Last updated: April 10, 2026

goals. (the "App") is operated by Goals LLC ("we", "us", "our"). This policy explains what data we collect, why, where it lives, who can see it, and how you can get rid of it. It's written to be readable, not legally dense.

The short version: we collect only what we need to make the app work, we store it in one place with row-level security, we send specific pieces of it to Anthropic for AI analysis, we never sell it, and you can delete your account at any time with one tap in Settings. The long version follows.

1. Data we collect

1.1 Account data

When you sign in with Apple, Apple gives us a stable, pseudonymous user identifier (a UUID). If you allow it, Apple also shares your name and email address. We use this to create your account row and to email you about the service (welcome, product updates, weekly briefings you've opted into). If you choose Apple's "Hide My Email" option, we only ever see the @privaterelay.appleid.com relay address — we never receive your real email.

1.2 Goals and todos

Every goal and todo you create in the app is stored on our servers under your user id. For todos this includes the title, optional detail, cadence (one-off vs weekly recurring), scope (this week vs ongoing), sort order, and any goal link. For goals it includes the title, detail, category (one of seven fixed life areas), priority rank, and optional target metric. Completion records for weekly-recurring todos are stored in a separate per-week history table so your completion data survives Monday resets.

1.3 Voice reflections and intent captures

When you record a voice reflection or use the voice-capture feature to dictate todos/goals, the raw audio is transcribed on your device using Apple's Speech framework. The resulting transcript is then sent to our servers along with the audio file. For voice reflections we also send the transcript to Anthropic (see section 3) for sentiment, energy, and focus-area analysis. Audio files are stored in a private, per-user storage bucket; you can delete any recording individually or wipe your whole account.

1.4 Calendar events

If you connect Apple Calendar, we read events from your selected calendars via Apple's EventKit API and store the title, optional location, start/end times, all-day flag, and source (Apple / Google) for each event. We use this to compute how much of your week went to each goal category. Raw calendar metadata (attendees, notes, recurrence rules) is not stored.

1.5 Health data

If you connect Apple Health, raw HealthKit samples never leave your phone. The app reads samples on-device via HKHealthStore, computes daily aggregates (steps, Apple exercise minutes, sleep hours, resting heart rate, HRV SDNN, workout count), and uploads only those aggregates. Individual heart-rate readings, GPS traces, sleep stages, and workout routes all stay local on your device.

1.6 Statement uploads

If you upload a credit-card or bank statement (PDF or image) for AI extraction, the file is stored in a private, per-user storage bucket. The file is then fetched server-side and sent to Anthropic's Claude API to extract individual transactions. Extracted transactions (date, merchant, amount, category guess) are stored in your account. You can delete the original statement file after extraction without losing the extracted transactions.

1.7 Device and usage data

The app sends basic usage data to our servers so we can keep it running: timestamps of when you opened the app, when an edge function was invoked, and the success/failure of each API call.
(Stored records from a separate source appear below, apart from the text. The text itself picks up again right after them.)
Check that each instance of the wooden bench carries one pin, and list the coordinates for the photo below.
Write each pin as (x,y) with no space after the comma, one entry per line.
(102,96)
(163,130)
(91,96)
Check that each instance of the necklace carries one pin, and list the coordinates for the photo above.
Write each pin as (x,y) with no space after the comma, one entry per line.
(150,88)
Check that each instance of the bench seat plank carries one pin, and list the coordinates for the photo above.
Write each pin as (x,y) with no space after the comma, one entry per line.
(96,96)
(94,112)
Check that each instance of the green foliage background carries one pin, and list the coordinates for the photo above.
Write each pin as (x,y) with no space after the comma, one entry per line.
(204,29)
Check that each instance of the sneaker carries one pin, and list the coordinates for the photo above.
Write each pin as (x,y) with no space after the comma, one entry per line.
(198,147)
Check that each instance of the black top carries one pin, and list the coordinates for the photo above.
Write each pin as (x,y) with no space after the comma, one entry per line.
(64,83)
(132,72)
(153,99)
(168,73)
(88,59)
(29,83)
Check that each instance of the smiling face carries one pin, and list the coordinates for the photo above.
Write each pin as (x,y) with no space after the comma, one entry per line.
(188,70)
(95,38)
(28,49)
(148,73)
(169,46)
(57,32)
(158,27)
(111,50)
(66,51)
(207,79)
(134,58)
1.8 Website analytics (Google Analytics 4)

The trygoals.app marketing site uses Google Analytics 4 to measure traffic so we know which pages and blog posts are getting read. GA4 drops a first-party cookie in your browser and sends anonymized usage data (page URL, referrer, approximate location derived from IP, device type, browser, and event timestamps) to Google. We do not send personal identifiers to GA4, and IP addresses are anonymized by Google before storage.

GA4 runs only on the website. The iOS app does not include GA4 or any other analytics SDK — it only talks to our own Supabase backend and the third-party services listed in section 3.
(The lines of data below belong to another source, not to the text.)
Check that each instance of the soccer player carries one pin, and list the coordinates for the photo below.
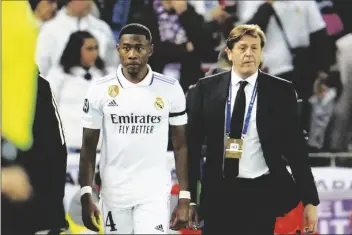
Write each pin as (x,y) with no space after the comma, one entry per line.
(134,108)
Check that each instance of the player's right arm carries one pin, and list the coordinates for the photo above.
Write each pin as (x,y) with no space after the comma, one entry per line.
(92,122)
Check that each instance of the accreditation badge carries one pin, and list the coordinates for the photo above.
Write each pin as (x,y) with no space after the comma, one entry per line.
(234,148)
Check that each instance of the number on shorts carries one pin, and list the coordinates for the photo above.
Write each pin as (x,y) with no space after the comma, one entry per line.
(110,222)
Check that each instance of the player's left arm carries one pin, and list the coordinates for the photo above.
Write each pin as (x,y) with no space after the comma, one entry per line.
(178,121)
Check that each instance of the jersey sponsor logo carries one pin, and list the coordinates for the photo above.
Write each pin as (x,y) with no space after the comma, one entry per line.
(159,103)
(135,124)
(86,106)
(112,104)
(113,90)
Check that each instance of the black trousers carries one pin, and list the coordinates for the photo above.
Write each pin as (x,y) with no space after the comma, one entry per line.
(241,206)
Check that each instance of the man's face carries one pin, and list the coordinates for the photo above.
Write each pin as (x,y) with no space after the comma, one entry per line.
(134,51)
(246,55)
(81,7)
(47,9)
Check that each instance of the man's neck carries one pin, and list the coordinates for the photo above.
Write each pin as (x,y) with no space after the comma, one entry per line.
(137,78)
(242,76)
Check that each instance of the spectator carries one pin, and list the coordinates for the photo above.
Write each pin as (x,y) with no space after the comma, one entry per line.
(179,40)
(44,10)
(79,65)
(342,127)
(45,165)
(219,17)
(74,16)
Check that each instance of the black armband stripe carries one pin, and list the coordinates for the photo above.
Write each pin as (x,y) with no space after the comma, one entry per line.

You can opt out of GA4 tracking on our site by enabling "Do Not Track" or a privacy-focused extension in your browser, or by installing Google's opt-out browser add-on.

2. Where your data lives

All account data, goals, todos, transcripts, extracted transactions, and health aggregates are stored on Supabase, which provides a Postgres database and object storage hosted in the United States. Voice recordings and uploaded statements live in private storage buckets scoped per-user.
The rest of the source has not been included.